Item 1.01. Entry into a Material Definitive Agreement.
On February 26, 2021, BellRing Brands, LLC (“BellRing LLC”), a subsidiary of BellRing Brands, Inc., (the "Company") entered into an Amendment No. 2 to Credit Agreement (the “Amendment”) by and among BellRing LLC, Credit Suisse AG, Cayman Islands Branch, as administrative agent, each Lender party thereto designated as a “2021 Refinancing Term Lender” (as defined in the Amendment), each Revolving Credit Lender (as defined in the Credit Agreement referred to below), and each of BellRing LLC’s subsidiary guarantors.
The Amendment amends the Credit Agreement (as previously amended, the “Credit Agreement”) dated as of October 21, 2019 by and among BellRing LLC, certain lenders, Credit Suisse Loan Funding LLC, BofA Securities, Inc., Morgan Stanley Senior Funding, Inc., Barclays Bank PLC, Citibank, N.A., Goldman Sachs Bank USA and JPMorgan Chase Bank, N.A., as joint lead arrangers and joint bookrunners, BMO Capital Markets Corp., Coöperatieve Rabobank U.A., New York Branch, Nomura Securities International, Inc., Truist Securities, Inc. (successor to SunTrust Robinson Humphrey, Inc.), UBS Securities LLC and Wells Fargo Securities, LLC, as co-managers, and Credit Suisse AG, Cayman Islands Branch, as administrative agent for the lenders.
The Amendment provides for the refinancing of BellRing LLC’s existing term loan under the Credit Agreement (the “Term Loan”) on substantially the same terms as currently in effect, except as described below. The Amendment:
•reduces the interest rate margin for the Term Loan by 100 basis points, resulting in (A) for Eurodollar Rate Loans (as defined in the Credit Agreement), an interest rate of the Eurodollar Rate (as defined in the Credit Agreement) plus a margin of 4.00% and (B) for Base Rate Loans (as defined in the Credit Agreement), an interest rate of the Base Rate (as defined in the Credit Agreement) plus a margin of 3.00%;
•with respect to the Term Loan, reduces the floor for the Eurodollar Rate from 1.00% to 0.75%;
•modifies the Credit Agreement to address the anticipated unavailability of LIBOR (used in the determination of the Eurodollar Rate under the Credit Agreement) as a reference interest rate; and
•provides that if on or before August 26, 2021 either (i) the Term Loan is prepaid in whole or in part using the proceeds of new or replacement debt with a lower effective interest rate, or (ii) the Credit Agreement is amended to reduce the effective interest rate applicable to the Term Loan, BellRing LLC must pay a 1% premium on the amount repaid or subject to the interest rate reduction.
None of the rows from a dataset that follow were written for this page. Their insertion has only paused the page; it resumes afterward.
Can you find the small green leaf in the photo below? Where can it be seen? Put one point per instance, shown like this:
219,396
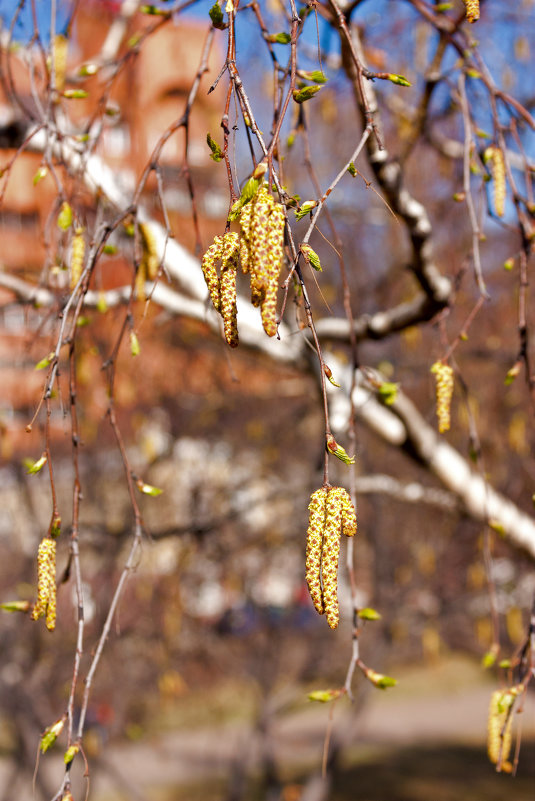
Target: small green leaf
311,257
249,190
134,344
278,38
70,753
216,15
45,362
337,450
51,734
34,467
324,696
388,392
147,489
488,659
75,94
64,220
367,613
398,79
217,153
41,173
306,93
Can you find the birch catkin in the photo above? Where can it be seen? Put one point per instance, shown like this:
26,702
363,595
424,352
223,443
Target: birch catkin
472,10
316,526
46,583
497,168
444,393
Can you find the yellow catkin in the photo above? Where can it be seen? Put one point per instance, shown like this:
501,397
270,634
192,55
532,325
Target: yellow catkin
77,256
472,10
209,269
497,168
46,583
150,250
444,393
59,56
330,555
499,735
316,526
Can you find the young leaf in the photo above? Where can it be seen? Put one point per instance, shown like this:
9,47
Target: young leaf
35,467
398,79
306,93
64,220
278,38
337,450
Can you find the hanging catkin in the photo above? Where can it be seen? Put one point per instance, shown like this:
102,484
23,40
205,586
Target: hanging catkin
46,583
444,393
331,513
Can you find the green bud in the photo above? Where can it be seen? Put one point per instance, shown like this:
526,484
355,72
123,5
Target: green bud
317,76
35,467
306,93
217,153
398,79
337,450
368,614
311,257
278,38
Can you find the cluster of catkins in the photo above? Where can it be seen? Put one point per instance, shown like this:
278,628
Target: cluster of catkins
444,392
46,583
331,514
260,248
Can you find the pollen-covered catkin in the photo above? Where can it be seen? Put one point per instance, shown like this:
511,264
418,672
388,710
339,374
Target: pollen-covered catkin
46,583
316,526
330,555
472,10
444,393
499,735
209,269
497,168
77,256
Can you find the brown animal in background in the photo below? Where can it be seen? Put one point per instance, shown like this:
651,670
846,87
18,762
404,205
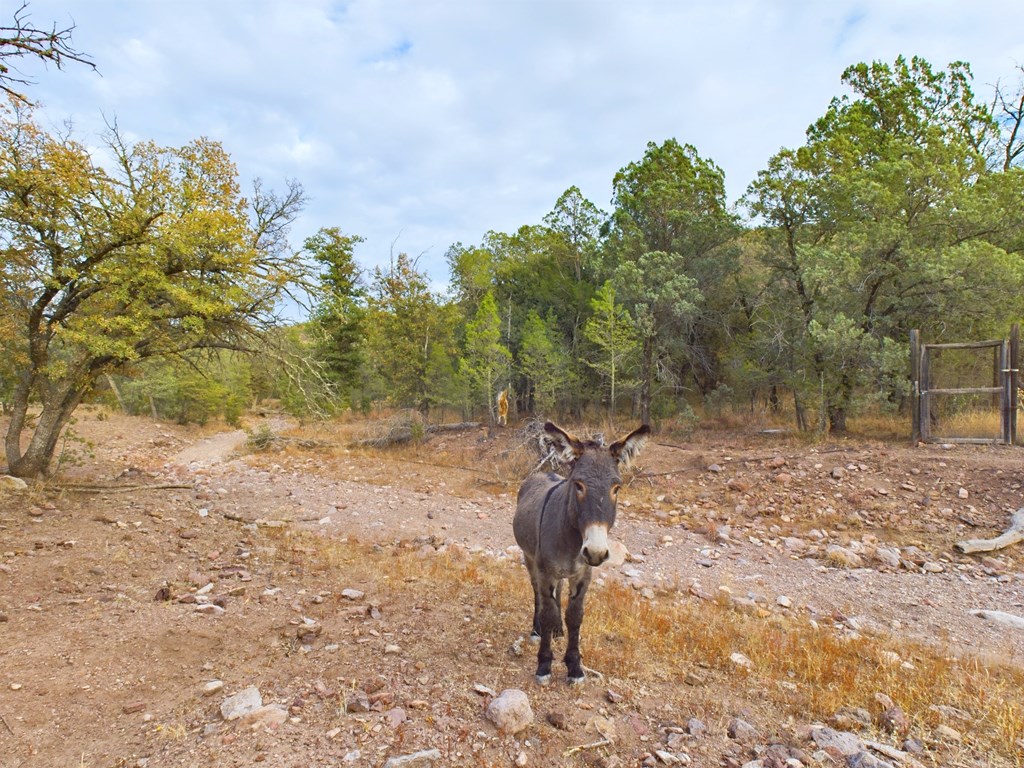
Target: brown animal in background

The maturity date for the Term Loan and for BellRing LLC’s revolving credit facility under the Credit Agreement remains October 21, 2024, and all other material provisions of the Credit Agreement remain unchanged. After giving effect to the Amendment, the principal amount outstanding under the term loan remained at $636.2 million, and the aggregate principal amount that BellRing may draw under the revolving credit facility remained at $200.0 million.
The foregoing description of the Amendment does not purport to be complete and is qualified in its entirety by reference to the Amendment, which is filed as Exhibit 10.1 hereto. The representations and warranties contained in the Amendment were made only for purposes of the Amendment and as of the dates specified therein; were solely for the benefit of the parties to the Amendment; and may be subject to standards of materiality applicable to the contracting parties that differ from those applicable to investors. Investors should not rely on the representations and warranties or any description thereof as characterizations of the actual state of facts or condition of the Company, BellRing LLC or its subsidiaries. Moreover, information concerning the subject matter of the representations and warranties
may change after the date of the Amendment, which subsequent information may or may not be fully reflected in public disclosures.
A copy of a press release issued in connection with the Amendment is attached hereto as Exhibit 99.1.